角餅

大半は圧死とされる中にあって。呑まず食わずの五日間、耐え忍びて救出されるは九十歳の女性。それも身動きままならぬ状態とは。運も然ることながら侮れぬ潜在的なヒトの生命力。

未だ寒空の下、一刻も早く現地に、と申しても純粋な動機だけとは限らず。かたや遠く離れた地にあって、折角の慶事に祝意が憚られがちな風潮は何とも。

その労は寸分も惜しまぬまでも、そこに私心はないか、と問われれば。いや、それをいうなら一事が万事、職業が背負いし宿命で。上の指示にて立つ駅頭の募金に多くの善意が寄せられ。遭遇するは昨年の選挙を手伝ってくれた音大生。

この三月の卒業も未だ見つからぬ就職先。被災地の前にまずは自らの生活を、と告げるも。困っている人を助けたいとの善意は貴き価値観なれど、過ぎたるは及ばざるが如し。そんな時は理よりも情が勝りがちなだけに。前のめりにならぬよう。
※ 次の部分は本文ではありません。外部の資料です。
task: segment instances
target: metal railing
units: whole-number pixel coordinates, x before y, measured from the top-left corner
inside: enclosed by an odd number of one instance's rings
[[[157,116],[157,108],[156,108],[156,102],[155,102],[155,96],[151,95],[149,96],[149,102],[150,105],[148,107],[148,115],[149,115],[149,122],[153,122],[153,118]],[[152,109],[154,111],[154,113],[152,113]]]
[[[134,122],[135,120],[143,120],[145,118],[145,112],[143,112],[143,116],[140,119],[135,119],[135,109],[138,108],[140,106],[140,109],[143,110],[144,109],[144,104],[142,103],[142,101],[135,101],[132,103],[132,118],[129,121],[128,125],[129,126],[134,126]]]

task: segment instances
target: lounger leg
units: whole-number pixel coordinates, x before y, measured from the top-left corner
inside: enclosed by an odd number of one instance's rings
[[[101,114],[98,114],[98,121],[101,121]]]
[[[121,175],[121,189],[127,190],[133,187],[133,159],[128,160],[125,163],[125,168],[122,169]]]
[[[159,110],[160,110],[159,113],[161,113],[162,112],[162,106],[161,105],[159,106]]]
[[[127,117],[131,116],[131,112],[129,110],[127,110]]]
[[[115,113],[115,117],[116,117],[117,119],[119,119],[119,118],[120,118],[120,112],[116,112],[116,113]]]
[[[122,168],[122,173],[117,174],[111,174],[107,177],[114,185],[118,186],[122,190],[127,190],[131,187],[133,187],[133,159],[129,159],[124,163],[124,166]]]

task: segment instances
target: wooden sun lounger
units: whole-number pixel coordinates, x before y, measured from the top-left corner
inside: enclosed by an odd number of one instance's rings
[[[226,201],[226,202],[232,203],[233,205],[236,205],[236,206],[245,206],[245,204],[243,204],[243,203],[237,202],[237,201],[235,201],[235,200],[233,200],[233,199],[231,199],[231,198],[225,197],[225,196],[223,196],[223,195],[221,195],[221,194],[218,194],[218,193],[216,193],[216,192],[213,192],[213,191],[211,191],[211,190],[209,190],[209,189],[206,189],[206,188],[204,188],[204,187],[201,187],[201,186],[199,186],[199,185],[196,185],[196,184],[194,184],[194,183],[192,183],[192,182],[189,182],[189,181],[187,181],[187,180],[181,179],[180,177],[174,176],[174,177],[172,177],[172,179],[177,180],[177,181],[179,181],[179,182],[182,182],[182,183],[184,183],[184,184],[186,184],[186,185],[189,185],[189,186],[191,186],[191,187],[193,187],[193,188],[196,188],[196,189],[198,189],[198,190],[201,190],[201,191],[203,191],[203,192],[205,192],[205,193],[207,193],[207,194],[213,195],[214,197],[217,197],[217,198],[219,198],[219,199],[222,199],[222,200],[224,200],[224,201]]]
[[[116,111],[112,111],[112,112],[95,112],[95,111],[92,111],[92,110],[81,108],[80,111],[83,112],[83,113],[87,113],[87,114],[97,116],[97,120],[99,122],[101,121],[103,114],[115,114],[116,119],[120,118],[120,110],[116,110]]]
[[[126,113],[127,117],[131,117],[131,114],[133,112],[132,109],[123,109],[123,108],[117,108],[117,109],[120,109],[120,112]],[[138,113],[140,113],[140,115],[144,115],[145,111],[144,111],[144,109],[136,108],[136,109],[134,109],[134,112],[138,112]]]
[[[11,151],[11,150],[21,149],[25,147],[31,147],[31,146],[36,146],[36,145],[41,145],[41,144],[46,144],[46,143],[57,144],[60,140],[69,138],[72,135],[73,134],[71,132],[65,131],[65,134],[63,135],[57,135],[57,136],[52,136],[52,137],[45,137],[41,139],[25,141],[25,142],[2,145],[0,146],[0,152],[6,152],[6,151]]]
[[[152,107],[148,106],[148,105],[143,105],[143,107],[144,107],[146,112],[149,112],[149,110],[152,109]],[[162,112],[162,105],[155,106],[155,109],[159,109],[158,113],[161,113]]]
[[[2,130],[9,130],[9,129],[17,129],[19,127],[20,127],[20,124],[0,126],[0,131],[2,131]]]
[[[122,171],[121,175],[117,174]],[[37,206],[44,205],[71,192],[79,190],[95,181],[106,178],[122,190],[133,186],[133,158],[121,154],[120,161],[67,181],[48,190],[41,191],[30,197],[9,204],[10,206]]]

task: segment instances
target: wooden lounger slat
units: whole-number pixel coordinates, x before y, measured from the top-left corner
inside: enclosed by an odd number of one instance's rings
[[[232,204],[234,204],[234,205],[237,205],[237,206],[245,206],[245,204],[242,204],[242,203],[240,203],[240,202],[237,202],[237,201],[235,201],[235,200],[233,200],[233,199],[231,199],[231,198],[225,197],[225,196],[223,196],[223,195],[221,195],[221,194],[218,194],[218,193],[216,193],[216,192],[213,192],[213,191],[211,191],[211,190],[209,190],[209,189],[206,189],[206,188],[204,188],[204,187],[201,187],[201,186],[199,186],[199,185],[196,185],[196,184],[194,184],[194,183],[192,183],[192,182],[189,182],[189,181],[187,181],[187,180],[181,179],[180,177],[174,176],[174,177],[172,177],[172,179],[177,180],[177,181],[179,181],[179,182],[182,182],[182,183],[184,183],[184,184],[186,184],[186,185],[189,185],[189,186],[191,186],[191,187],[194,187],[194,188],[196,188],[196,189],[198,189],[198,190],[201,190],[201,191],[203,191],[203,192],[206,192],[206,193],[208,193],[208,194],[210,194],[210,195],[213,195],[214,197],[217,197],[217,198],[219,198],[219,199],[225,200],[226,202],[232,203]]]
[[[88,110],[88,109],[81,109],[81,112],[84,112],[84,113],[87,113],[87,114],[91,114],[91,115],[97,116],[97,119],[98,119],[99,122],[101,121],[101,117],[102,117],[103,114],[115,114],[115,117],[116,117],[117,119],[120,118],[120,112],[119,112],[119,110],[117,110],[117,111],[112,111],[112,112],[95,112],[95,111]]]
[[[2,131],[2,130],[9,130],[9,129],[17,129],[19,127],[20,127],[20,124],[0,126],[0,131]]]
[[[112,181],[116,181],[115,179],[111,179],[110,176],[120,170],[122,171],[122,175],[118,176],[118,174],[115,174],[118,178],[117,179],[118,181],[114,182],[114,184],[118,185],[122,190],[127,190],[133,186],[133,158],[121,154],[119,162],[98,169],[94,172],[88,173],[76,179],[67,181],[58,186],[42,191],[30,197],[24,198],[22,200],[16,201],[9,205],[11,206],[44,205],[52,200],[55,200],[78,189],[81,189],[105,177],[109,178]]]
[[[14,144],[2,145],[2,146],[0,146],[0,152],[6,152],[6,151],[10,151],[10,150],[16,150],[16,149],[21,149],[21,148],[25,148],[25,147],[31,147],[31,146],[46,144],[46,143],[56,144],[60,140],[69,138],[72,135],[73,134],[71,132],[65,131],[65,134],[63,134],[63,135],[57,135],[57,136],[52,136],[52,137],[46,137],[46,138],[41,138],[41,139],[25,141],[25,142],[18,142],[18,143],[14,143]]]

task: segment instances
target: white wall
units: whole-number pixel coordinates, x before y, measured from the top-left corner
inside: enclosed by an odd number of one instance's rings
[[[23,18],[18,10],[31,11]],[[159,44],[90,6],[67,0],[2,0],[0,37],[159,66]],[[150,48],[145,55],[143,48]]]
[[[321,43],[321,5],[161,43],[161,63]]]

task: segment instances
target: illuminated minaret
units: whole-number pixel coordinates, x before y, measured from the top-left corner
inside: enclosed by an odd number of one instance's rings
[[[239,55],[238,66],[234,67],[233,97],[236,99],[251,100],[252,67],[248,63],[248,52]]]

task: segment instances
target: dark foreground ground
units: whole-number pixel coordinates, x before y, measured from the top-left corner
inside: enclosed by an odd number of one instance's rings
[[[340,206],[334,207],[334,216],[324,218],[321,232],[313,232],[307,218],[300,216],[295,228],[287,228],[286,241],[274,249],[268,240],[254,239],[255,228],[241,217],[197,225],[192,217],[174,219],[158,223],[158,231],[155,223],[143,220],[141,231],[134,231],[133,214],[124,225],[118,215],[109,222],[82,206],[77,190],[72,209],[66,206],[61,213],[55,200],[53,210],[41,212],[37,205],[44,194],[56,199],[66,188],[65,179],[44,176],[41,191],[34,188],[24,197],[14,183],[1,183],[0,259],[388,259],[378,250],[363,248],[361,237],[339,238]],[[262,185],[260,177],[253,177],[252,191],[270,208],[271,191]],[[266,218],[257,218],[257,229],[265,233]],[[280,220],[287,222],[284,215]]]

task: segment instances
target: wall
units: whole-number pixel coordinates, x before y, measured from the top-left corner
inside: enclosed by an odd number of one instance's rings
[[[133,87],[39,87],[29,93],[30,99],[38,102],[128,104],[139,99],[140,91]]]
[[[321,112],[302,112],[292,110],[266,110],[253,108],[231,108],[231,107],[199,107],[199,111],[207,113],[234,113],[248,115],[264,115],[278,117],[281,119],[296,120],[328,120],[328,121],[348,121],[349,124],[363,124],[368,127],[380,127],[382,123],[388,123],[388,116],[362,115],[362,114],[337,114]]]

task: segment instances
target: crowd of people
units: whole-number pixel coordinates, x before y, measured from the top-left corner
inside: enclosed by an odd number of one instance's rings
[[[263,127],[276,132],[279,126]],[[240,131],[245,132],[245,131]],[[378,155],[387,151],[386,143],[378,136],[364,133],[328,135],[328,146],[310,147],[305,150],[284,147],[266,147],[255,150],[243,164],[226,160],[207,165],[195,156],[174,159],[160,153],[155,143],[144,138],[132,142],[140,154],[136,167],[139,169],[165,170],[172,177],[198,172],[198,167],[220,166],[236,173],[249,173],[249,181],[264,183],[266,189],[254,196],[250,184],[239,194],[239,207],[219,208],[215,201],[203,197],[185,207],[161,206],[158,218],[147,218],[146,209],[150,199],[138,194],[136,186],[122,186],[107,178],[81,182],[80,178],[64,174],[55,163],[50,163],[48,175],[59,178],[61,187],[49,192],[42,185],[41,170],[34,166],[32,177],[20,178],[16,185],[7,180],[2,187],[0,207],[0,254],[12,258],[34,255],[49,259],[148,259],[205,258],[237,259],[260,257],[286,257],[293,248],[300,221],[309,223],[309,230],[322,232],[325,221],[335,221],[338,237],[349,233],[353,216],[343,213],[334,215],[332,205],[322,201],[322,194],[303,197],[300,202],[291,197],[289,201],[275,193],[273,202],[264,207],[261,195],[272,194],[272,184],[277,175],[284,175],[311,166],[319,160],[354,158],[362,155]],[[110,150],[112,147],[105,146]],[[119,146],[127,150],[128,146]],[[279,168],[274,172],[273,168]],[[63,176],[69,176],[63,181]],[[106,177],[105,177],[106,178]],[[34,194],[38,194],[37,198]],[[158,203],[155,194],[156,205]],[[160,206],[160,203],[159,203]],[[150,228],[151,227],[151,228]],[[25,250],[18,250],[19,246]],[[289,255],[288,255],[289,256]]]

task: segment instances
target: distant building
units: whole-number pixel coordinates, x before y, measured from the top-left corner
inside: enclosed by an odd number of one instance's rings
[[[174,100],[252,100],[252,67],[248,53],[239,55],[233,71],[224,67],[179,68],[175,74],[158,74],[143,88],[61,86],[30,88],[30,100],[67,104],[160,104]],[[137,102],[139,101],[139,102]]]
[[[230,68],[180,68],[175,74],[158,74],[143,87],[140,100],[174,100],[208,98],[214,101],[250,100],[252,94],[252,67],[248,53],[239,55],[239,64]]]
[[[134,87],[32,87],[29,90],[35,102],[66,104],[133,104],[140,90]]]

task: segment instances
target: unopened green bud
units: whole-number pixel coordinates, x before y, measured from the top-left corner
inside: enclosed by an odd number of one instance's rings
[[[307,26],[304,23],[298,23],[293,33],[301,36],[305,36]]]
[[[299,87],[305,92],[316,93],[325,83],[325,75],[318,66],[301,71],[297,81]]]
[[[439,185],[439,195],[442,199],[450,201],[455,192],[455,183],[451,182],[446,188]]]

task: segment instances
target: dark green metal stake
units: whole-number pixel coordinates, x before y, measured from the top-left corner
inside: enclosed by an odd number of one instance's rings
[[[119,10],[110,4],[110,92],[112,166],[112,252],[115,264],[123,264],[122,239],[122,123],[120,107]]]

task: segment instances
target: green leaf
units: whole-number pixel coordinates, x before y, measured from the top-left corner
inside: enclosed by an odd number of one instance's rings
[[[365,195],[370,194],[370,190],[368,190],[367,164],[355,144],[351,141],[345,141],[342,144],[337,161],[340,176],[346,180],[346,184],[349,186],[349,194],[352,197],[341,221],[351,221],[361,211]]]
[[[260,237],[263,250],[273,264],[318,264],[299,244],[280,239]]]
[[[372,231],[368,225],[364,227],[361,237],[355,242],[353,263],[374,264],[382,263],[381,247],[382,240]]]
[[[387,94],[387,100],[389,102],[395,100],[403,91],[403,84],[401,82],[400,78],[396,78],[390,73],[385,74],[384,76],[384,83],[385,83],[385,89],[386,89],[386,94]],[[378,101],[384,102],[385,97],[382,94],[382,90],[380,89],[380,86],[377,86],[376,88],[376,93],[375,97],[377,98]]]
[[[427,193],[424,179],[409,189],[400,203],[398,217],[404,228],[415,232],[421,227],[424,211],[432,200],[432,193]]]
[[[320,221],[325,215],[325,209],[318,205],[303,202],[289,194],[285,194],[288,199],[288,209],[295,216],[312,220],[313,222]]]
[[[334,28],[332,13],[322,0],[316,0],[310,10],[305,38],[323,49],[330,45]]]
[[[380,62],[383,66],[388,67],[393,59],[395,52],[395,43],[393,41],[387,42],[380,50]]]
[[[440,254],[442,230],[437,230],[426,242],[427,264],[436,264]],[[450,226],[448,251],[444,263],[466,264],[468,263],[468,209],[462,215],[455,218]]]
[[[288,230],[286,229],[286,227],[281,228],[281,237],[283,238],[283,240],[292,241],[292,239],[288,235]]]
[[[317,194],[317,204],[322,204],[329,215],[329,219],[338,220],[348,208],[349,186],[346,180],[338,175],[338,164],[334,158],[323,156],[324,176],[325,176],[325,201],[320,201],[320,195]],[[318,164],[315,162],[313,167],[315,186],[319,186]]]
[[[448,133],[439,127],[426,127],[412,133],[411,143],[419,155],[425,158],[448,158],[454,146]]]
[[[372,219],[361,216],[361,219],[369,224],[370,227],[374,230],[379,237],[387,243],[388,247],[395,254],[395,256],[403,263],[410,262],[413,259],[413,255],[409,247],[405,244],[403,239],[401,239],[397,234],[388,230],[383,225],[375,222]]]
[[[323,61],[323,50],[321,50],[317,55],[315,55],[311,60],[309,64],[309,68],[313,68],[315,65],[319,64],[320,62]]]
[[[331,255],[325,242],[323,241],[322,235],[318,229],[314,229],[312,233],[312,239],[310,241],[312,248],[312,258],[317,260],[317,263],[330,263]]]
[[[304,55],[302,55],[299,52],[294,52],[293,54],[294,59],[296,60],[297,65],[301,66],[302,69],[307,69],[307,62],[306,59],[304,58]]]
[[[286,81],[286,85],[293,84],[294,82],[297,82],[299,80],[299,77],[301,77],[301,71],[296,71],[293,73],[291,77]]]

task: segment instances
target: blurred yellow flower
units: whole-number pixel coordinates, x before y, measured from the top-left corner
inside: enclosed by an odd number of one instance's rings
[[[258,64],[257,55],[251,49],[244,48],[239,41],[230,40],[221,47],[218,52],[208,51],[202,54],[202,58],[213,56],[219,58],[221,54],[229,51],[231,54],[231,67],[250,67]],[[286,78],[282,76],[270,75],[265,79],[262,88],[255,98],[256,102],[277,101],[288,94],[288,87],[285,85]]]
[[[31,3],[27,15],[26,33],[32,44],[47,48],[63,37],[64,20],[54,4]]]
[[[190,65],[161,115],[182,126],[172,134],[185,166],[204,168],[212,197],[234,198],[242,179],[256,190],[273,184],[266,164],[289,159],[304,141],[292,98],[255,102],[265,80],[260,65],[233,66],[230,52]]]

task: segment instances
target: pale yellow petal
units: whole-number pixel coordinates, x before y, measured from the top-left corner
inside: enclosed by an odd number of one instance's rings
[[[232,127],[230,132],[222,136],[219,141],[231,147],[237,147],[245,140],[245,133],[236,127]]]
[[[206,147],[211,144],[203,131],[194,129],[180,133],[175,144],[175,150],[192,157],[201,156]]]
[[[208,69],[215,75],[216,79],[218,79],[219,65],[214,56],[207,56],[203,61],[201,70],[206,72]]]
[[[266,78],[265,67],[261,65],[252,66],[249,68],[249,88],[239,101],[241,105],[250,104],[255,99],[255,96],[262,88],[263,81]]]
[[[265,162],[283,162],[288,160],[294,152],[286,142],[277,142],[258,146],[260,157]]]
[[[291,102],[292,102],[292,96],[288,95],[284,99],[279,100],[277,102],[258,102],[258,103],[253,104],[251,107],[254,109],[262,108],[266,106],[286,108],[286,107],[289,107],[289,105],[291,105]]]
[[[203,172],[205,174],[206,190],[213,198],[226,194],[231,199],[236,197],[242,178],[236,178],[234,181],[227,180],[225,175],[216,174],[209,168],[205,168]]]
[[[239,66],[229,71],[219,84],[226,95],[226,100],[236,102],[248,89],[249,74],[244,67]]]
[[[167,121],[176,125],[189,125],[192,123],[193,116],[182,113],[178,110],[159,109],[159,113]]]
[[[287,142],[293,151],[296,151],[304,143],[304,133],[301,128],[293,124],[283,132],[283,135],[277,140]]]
そう、正月といえば。餅が入るが御当地流。小さな角餅が上に。七草粥がふるまわれ。それに併せて地元の囃子やコーラスによる童謡が花を添え。今年は暦にも恵まれてか、親子連れも目立ち。あさお古風七草粥の会を支えるは有志の皆様にて。

日頃の活動の成果か、賓客が如き厚遇ぶりに通される奥の間にて拝聴する村長の苦悩。寄る年波に抗えず不足する担い手との構図はどこも同じ。新たな人材を探さんとするに、日当は兎も角も、弁当代に交通費すら当人の負担とされるはさすがに。長である以上、目に見えぬ出費とて惜しむものにはないが、そんな事情は「彼ら」に通じとるのだろうか、と。

災害時とて然り。そもそもにこれだけの人口を抱えとるばかりか、転出入の多き本市にあって互助は欠かせず。区民同士の交流を育まんとの狙いから生まれる行事は少なからず。されど、それすらも本当に行政が主体となってやるべきことか云々と。「交流」の成果や目に見えぬものにて劣勢に立たされる行政側。

いっそ余計な仕事は手放すに限る、とばかり。そんな力学も働いてか、昨今なんぞは他との「共」催もしくは実行委員会なるものを別途。主催にあらねば意識とて。拠出の妥当性が問われる中にあって、今やペットボトルの茶の一本すらも無駄な支出とばかり。いや、彼らとて別にそれを目的に来るものになく。まぁどうぞ、と手渡されるに手つかずのままのものとて。そう、つまりは気遣いの話。

肝心なことは、彼らは頼まれて応じたのであって、自ら志願したものにあらず。民生委員然り、あくまでも本来は役所が担うべき役割を彼らが代行しているとの認識に立たねば。茶代を惜しむ代償や小さからず。日当を払わずといかに意欲的に働いて貰うか、に考え巡らせれば、そんな結論にはならないはずで。